This semester, I’m taking a graduate course called Introduction to Big Data. It provides a broad introduction to the exploration and management of large datasets being generated and used in the modern world. In an effort to open-source this knowledge to the wider data science community, I will recap the materials I will learn from the class in Medium. Having a solid understanding of the basic concepts, policies, and mechanisms for big data exploration and data mining is crucial if you want to build end-to-end data science projects.
Here’s the roadmap for this introductory post:
Overview of database engines
1 - Overview of Database Engines
So why should we use a database? Well, the first reason is that a database gives a lot of useful abstractions.
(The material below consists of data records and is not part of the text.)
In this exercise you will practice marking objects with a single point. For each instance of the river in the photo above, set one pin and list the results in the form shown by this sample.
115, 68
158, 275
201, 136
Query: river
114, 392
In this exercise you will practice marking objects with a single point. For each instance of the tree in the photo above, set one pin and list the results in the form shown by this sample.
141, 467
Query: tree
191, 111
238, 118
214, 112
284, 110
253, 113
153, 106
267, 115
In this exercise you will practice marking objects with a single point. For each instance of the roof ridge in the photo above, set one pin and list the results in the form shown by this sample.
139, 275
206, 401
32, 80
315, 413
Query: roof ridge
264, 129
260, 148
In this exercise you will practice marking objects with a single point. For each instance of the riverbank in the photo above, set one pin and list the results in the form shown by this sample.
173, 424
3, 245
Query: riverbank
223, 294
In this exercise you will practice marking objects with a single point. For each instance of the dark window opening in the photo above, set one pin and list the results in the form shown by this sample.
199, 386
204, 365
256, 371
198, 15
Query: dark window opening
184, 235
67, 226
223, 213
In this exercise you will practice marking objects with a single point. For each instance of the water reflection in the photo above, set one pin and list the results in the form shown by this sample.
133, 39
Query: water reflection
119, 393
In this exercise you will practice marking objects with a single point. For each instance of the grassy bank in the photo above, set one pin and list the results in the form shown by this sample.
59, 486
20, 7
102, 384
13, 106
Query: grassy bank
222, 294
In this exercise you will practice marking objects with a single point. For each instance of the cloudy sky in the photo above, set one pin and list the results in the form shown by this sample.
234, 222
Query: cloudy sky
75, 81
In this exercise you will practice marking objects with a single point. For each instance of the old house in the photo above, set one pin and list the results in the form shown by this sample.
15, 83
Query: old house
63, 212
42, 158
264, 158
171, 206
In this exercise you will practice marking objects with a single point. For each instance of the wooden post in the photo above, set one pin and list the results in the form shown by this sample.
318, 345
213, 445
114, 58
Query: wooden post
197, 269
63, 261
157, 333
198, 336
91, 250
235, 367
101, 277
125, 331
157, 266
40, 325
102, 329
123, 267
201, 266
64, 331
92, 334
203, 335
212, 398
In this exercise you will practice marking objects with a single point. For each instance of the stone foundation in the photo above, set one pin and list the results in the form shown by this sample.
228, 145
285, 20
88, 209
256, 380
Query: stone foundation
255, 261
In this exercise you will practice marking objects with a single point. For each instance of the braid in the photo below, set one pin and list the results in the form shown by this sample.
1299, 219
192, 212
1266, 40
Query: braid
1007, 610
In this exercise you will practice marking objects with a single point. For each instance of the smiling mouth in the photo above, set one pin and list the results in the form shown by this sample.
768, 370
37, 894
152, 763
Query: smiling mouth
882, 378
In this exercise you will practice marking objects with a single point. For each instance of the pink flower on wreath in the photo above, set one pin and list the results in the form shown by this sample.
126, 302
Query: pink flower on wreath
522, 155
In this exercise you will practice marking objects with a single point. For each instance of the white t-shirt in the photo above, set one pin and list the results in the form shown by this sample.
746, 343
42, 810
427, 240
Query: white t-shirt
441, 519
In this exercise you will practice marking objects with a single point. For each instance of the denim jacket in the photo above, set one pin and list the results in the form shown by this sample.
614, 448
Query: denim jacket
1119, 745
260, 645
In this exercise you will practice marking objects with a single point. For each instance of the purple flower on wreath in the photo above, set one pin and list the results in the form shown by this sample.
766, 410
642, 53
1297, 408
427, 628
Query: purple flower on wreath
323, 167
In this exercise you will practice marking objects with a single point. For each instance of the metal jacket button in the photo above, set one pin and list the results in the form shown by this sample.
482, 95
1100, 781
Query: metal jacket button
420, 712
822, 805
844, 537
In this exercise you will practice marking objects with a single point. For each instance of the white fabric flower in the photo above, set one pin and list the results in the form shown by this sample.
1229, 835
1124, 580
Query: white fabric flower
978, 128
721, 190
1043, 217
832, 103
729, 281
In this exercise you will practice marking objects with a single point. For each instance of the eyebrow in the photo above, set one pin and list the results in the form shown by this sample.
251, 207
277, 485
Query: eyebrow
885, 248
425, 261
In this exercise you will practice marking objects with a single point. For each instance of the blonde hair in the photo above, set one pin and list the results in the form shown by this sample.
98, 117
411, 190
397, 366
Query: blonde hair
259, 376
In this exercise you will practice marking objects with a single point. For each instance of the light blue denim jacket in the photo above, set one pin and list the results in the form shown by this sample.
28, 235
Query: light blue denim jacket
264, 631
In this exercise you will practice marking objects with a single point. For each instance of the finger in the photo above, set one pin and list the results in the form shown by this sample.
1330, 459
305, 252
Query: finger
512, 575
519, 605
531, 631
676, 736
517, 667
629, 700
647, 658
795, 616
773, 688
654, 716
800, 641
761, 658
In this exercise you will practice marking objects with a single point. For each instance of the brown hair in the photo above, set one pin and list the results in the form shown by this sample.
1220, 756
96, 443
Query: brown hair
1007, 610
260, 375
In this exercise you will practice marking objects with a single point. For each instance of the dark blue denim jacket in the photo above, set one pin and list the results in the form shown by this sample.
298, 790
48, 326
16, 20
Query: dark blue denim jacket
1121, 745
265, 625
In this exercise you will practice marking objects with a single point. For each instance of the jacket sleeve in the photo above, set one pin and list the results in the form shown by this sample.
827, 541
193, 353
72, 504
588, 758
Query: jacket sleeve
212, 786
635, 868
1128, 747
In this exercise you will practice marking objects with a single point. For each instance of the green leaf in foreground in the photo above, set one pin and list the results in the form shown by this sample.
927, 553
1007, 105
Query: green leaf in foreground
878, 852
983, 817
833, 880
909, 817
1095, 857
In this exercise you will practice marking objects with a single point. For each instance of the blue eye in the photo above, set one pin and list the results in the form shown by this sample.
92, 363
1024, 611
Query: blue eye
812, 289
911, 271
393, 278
Secondly, it also has these properties known as ACID (Atomicity, Consistency, Isolation, Durability).
Atomicity: Operations executed by the database will be atomic / “all or nothing.” For example, if there are 2 operations, the database ensures that either both of them happen or none of them happens.
Consistency: Anyone accessing the database should see consistent results.
Isolation: If there are multiple clients trying to access the database, there will be multiple transactions happening simultaneously. The database needs to be able to isolate these transactions.
Durability: When writing a result into the database, we should be guaranteed that it won’t go away.
In a database engine, there are 2 main components: the storage manager and the query processor.
The storage manager is the interface between the database and the operating system. It is responsible for authorization, interaction with the OS file system (accessing storage and organizing files), and efficient data storage/modification (indexing, hashing, buffer management).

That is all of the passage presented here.